Wednesday, October 10, 2007

This morning the 5th and 6th grade students began working on topographical models of Mt. St. Helens volcano by using scissors to cut the topographical lines and by making scaled paper "z's" for attaching the various layers. You will understand this better when you see the finished models next week. Cutting exactly on the lines involves some development of skill, but also the application of attention and care. Making the small attachment pieces to hold the various levels in relation to each other involved a review of math, fractions and careful measuring, cutting and folding. Anything done with the hands is an expression either of care or hurry, either craftsmanship or carelessness, and the results are clear.

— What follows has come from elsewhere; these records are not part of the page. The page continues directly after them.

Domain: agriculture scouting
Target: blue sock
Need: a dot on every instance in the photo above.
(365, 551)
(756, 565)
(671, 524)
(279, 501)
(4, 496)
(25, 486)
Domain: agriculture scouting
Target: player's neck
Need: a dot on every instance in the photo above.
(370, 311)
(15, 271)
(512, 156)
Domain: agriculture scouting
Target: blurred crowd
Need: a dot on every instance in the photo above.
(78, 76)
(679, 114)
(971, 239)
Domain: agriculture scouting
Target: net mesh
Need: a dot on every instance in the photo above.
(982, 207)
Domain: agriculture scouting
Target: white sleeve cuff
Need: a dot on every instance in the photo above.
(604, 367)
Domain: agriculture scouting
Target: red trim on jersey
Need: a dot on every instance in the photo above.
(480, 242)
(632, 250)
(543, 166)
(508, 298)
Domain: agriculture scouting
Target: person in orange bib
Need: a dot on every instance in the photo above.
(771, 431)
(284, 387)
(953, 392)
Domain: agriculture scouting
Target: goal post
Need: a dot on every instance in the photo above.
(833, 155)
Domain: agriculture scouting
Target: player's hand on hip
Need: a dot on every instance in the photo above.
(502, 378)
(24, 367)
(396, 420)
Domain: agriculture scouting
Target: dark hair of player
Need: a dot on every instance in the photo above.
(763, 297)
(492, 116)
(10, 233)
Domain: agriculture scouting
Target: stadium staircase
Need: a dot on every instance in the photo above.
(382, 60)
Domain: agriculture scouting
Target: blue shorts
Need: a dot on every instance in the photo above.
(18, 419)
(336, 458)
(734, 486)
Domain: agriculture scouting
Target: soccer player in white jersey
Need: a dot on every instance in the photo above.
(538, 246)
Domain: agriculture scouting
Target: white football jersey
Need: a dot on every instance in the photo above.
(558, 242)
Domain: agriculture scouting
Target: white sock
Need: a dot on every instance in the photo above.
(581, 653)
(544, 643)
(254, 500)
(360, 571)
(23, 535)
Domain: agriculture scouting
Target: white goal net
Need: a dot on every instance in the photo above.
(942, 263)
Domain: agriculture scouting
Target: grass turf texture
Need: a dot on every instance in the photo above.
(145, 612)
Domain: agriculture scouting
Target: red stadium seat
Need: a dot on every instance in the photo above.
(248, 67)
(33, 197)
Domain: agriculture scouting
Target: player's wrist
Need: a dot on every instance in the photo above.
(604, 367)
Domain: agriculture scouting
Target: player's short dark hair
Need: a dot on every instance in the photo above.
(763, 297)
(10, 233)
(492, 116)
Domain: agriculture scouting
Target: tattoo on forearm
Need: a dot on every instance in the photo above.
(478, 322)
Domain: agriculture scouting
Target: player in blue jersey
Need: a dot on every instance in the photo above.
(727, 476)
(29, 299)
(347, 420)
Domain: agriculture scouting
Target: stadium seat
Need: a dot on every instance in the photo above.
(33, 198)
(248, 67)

People for years have been advocating that values be taught in school. Those who speak the loudest in the US proclaim that schools without clearly delineated "Christian" values as expressed through organized prayer have become a moral wasteland, and that organized prayer offers the solution. But the real decline in our values has little to do with our choice of religions but with a more fundamental cause. The denigration of manual labor and ignorance of the values expressed directly through the creations of our human hands, concurrent with the promotion of entertainment, consumption and idle distraction as our primary values, leave our nation, our people and our schools at a tremendous loss. What we do, and whether or not we express care in how we do it is the fundamental choice in the expression of human values. We can profess in words-- belief in one thing or another, but in what we do with our hands as they express creativity, beauty and service, the real qualities of the human soul are revealed.